# need help with winter redfish and trout



## freediveit (Dec 9, 2012)

I have been fishing in and around Pensacola all my life but only recently started inshore fishing. We had a lot of fun with it until about December and since then we have only caught I think one fish. We fish Santa Rosa Sound and where Yellow River enters East Bay. We are mainly fishing spoons and bassassains, and have tried shrimp with no luck . My wife and fishing buddy is about to give it up unless I can find some fish. Can anybody offer any help?


----------



## hjorgan (Sep 30, 2007)

I feel your pain. Fished this past weekend Saturday, using Gulp, bull minnows, and finger mullet. Caught nothing inside but a stingray and tiny black sea bass. Fished North Ono docks, Soldier's Creek, and the docks around Perdido Pass. Sunday trolled for reds out of Perdido Pass. Nothing. Hooked a shark and two sail cats on jigs tipped with minnows.

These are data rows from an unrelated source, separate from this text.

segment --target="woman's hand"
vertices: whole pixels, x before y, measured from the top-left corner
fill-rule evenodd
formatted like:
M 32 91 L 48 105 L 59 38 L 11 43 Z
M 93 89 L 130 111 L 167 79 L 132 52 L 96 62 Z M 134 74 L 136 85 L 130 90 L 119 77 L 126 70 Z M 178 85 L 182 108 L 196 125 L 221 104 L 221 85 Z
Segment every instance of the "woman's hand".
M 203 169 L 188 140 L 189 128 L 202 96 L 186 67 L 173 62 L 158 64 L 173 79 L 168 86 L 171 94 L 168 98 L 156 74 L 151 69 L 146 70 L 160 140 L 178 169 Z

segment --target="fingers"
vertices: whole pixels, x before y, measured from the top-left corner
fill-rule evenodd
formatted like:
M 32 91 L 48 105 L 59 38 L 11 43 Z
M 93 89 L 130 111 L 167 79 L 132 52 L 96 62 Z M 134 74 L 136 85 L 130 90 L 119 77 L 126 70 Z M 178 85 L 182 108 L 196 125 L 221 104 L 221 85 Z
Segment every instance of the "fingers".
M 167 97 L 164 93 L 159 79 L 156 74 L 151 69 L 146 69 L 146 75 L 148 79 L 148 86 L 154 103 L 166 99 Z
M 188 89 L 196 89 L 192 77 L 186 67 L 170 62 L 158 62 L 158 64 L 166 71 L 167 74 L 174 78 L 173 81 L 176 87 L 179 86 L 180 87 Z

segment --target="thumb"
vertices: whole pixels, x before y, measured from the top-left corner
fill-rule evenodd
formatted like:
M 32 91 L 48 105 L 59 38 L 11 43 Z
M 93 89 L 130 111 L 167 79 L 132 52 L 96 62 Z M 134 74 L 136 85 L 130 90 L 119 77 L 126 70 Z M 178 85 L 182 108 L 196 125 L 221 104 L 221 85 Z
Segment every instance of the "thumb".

I can't figure this winter stuff out. I guess that's why deer season is this time of year!


----------



## freediveit (Dec 9, 2012)

*thank you*

So maybe it,'s not my lack of knowledge is that what your telling me? I cast so many times my shoulder hurt. Sorry you didn't do any better than we did, maybe your right, I need to go back to hunting, sure would rather fish. Too bad we can't catch Red Snapper any more, but I really want to learn how to catch these fish. Guess I just have to keep going and trying.


----------



## fsu alex (Aug 3, 2011)

Go pick up some mirrodine 17 MR and fish the river mouthes of escambia river on an outgoing tide. You'll for sure get into some fish. Also try to find water in the 3'-6' range. With this cold weather moving in now the fish should be stacked up even more now in the river mouthes. A jerkshad on a 1/4 ounce jighead also works great.


----------



## fisheye48 (Sep 28, 2007)

the fish arent as active in the winter as summer so fish slower and cover more ground....look for deeper holes


----------



## matt922 (May 3, 2012)

not very familiar with the area, but go as far "up river" as you can. Usually the places where you can catch bass in the warmer months are holding trout in the colder winter months.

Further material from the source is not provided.